John Frankenheimer's Cold War parable, "The Fourth War," takes its title from a quote by Albert Einstein in which the great man states, in essence, that he knows not what weapons will be used if the world engages in a third great war, but that whatever they are, the fourth war will be fought with rocks.

So much for profundity. Now ... ready, aim for the screen, fire!

Set in 1988 on the Czechoslovak-West German border, where the forces of East and West gaze uneasily at one another across a strip of earth not 20 yards wide, "The Fourth War" is about a career army colonel named Knowles (Roy Scheider) who can't adjust to the thaw in relations between the superpowers. A hawk who's outlived his usefulness, Knowles lives in a perpetual state of lock and load. While he is out on maneuvers with his troops, Czechoslovak forces chase down a defector to within a few feet of where the Americans have stopped to rest. As a result, tempers flare, each side brandishes its weapons, and a war-provoking skirmish seems imminent.

Just barely, disaster is averted, but not until Knowles reaches down into the snow and, after cupping the white stuff into a nifty snowball, heaves it at Col. Valachev (Juergen Prochnow), his opposite number in charge of the Czechoslovak army. Knowles's missile whistles past Valachev's head, smacking the side of his chopper. But Valachev's answering wet one is right on the money. "Guess he learned that in the Cuban league," says Knowles's second-in-comand (Tim Reid).
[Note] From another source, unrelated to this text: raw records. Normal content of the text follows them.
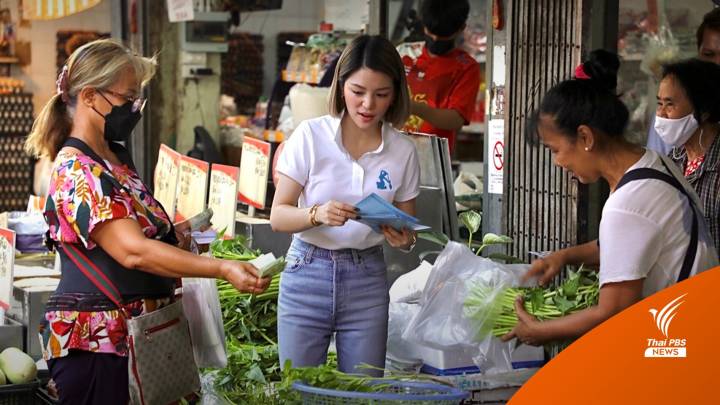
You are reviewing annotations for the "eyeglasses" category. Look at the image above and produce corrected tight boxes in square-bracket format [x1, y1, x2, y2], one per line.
[102, 89, 147, 112]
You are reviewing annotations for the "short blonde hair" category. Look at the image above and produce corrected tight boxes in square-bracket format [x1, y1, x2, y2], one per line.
[329, 35, 410, 128]
[25, 39, 156, 159]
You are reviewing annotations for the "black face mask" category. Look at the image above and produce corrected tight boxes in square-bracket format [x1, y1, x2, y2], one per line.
[93, 92, 142, 142]
[425, 35, 455, 55]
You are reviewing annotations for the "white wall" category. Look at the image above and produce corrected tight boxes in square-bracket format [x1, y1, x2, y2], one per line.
[13, 1, 111, 114]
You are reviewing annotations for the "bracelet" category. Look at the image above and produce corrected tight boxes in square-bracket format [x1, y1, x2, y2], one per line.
[310, 204, 322, 226]
[399, 233, 417, 253]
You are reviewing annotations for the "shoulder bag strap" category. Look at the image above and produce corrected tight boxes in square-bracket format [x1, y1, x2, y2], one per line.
[615, 166, 700, 283]
[63, 137, 178, 245]
[62, 243, 124, 310]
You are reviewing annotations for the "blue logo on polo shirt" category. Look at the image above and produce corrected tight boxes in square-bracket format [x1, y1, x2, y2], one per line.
[375, 170, 392, 190]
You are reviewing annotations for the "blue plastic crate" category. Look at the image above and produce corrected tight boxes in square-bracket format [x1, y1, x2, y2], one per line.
[293, 380, 469, 405]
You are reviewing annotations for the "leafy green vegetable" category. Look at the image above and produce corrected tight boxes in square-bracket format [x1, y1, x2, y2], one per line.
[463, 266, 600, 340]
[483, 233, 513, 246]
[458, 210, 482, 235]
[210, 232, 260, 261]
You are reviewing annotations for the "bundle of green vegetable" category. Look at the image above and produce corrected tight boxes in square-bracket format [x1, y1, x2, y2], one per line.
[210, 231, 260, 260]
[464, 267, 600, 340]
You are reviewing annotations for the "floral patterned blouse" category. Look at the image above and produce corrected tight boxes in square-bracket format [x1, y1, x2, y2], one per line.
[40, 151, 171, 360]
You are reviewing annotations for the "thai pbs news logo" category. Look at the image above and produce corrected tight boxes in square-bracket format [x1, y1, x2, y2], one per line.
[645, 294, 687, 357]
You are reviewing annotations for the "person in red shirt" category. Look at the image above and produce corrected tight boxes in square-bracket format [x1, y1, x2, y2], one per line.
[398, 0, 480, 153]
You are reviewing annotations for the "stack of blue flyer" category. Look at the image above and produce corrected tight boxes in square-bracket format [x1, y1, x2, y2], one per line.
[355, 193, 430, 233]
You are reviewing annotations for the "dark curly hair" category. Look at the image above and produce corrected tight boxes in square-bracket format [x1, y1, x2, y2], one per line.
[527, 49, 630, 139]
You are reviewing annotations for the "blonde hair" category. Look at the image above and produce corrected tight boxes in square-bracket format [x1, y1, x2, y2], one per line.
[328, 35, 410, 128]
[25, 39, 156, 160]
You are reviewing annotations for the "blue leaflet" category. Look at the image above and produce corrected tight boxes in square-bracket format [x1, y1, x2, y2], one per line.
[355, 193, 430, 233]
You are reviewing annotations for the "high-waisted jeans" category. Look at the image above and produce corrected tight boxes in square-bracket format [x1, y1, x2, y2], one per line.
[278, 238, 390, 376]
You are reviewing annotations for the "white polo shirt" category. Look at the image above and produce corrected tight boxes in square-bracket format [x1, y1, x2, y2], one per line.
[277, 115, 420, 250]
[599, 149, 718, 297]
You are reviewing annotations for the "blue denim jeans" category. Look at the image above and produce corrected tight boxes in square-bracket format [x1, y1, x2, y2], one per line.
[278, 238, 390, 376]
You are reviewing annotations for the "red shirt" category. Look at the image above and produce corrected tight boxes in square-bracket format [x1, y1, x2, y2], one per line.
[398, 42, 480, 152]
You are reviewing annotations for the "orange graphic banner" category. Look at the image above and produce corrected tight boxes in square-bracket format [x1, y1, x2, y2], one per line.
[509, 267, 720, 405]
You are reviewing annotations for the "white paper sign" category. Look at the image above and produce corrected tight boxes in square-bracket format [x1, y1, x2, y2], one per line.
[0, 228, 15, 312]
[153, 144, 181, 219]
[487, 119, 505, 194]
[175, 156, 210, 222]
[493, 45, 505, 86]
[167, 0, 195, 22]
[208, 165, 240, 238]
[238, 136, 270, 209]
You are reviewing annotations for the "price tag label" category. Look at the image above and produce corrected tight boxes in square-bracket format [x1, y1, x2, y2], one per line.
[175, 156, 210, 222]
[238, 136, 270, 209]
[167, 0, 195, 22]
[0, 228, 15, 311]
[208, 164, 240, 238]
[153, 144, 181, 219]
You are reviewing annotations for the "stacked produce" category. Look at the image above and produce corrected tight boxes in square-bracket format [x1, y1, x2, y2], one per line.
[464, 267, 600, 339]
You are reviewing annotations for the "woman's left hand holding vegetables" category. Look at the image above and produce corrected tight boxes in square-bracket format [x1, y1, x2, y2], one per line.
[380, 225, 416, 250]
[501, 296, 545, 346]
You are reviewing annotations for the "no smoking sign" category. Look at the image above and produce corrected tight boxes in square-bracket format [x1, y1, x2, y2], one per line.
[493, 141, 505, 170]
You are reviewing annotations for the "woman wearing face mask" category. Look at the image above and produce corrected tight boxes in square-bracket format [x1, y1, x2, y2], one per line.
[504, 51, 718, 345]
[398, 0, 480, 152]
[655, 59, 720, 250]
[26, 40, 269, 405]
[270, 35, 420, 376]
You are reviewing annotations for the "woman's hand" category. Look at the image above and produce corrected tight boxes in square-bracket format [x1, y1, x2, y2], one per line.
[380, 225, 417, 250]
[501, 296, 546, 346]
[223, 260, 271, 294]
[522, 251, 567, 285]
[315, 200, 358, 226]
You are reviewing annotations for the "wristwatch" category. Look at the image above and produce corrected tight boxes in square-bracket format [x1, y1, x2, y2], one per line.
[398, 232, 417, 253]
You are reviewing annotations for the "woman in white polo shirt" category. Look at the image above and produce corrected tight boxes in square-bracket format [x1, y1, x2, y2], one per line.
[270, 35, 420, 375]
[504, 50, 718, 345]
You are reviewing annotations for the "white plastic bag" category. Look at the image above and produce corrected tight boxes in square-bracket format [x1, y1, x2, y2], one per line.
[390, 260, 432, 302]
[403, 242, 530, 350]
[182, 278, 227, 368]
[385, 302, 422, 373]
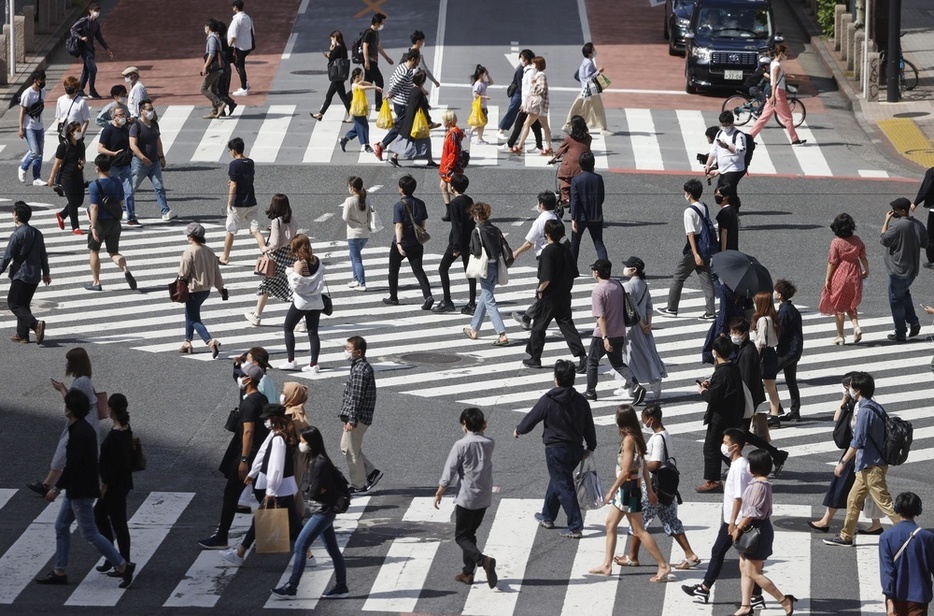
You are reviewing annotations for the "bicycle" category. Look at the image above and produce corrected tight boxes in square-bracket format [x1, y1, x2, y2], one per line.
[720, 84, 808, 128]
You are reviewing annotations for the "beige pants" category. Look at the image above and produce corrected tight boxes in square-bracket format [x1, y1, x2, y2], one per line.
[341, 423, 376, 488]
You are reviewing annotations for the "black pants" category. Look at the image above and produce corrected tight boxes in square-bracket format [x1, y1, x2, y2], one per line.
[438, 246, 477, 306]
[454, 505, 486, 575]
[389, 242, 431, 300]
[506, 111, 542, 149]
[318, 81, 350, 115]
[94, 491, 130, 564]
[363, 65, 383, 109]
[284, 304, 321, 364]
[232, 49, 250, 90]
[525, 295, 584, 364]
[6, 280, 39, 340]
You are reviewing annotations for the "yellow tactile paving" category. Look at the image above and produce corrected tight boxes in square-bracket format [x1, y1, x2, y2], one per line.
[879, 118, 934, 168]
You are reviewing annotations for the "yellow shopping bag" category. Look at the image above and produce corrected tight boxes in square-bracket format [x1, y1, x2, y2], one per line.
[376, 98, 395, 129]
[467, 97, 486, 128]
[350, 88, 370, 116]
[409, 109, 429, 139]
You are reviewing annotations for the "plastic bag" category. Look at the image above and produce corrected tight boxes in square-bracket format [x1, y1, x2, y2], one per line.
[574, 452, 604, 511]
[350, 88, 370, 117]
[376, 98, 396, 130]
[467, 97, 487, 128]
[409, 109, 429, 139]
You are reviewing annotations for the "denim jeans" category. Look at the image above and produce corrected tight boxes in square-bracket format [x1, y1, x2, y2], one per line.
[110, 165, 136, 221]
[470, 261, 506, 334]
[289, 511, 347, 588]
[132, 156, 169, 214]
[55, 492, 126, 571]
[542, 445, 584, 531]
[347, 237, 368, 287]
[19, 129, 45, 180]
[889, 274, 920, 340]
[185, 289, 211, 343]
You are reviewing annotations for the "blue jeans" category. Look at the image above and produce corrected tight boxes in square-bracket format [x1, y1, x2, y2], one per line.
[542, 445, 584, 531]
[132, 156, 169, 214]
[347, 237, 368, 287]
[288, 511, 347, 588]
[19, 129, 45, 180]
[470, 261, 506, 334]
[110, 165, 136, 221]
[55, 492, 126, 571]
[889, 274, 920, 340]
[499, 88, 522, 130]
[185, 289, 211, 343]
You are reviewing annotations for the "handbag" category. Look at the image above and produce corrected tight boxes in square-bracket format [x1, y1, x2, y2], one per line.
[253, 253, 276, 278]
[253, 498, 291, 554]
[169, 278, 188, 304]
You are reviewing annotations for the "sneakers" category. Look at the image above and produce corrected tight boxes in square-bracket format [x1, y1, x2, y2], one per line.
[243, 311, 263, 327]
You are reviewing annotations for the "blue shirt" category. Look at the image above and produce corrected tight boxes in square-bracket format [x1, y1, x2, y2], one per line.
[879, 520, 934, 604]
[850, 398, 886, 472]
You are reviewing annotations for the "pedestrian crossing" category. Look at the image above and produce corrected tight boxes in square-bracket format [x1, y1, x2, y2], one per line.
[0, 486, 882, 616]
[0, 104, 888, 178]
With challenges made and accepted, these two renegade colonels -- the one a product of Vietnam, the other of Afghanistan -- spend the rest of the film sneaking back and forth across the border, fighting their own private war. All the while, Harry Dean Stanton, as Gen. Hackworth, Knowles's superior officer, bellows page after page of military blather at his old friend. "This is pick-and-shovel work now, Jack. There's no room for heroics," he says. But Knowles's idea of keeping the peace is to slip into the Czechoslovak camp, grab three guards and, after passing out the party hats, force them to get down on their knees and sing "Happy Birthday" to him.

The premise is so surrealistically improbable that if Frankenheimer's approach weren't so straight-faced it might be preposterously entertaining. But the director's shoulders are braced for Atlas duty and he fails to exploit the loony potential in Stephen Peters and Kenneth Ross's script. The action culminates in a hand-to-hand, no-holds-barred fight between the two men near the border with the armies poised for battle on either side. And as Scheider, who looks 20 years older than he did in his last picture (and you thought the Berlin Wall had fallen), signals the end by tossing aside yet another snowball, you wish that you'd invested in a nuclear arsenal of your very own.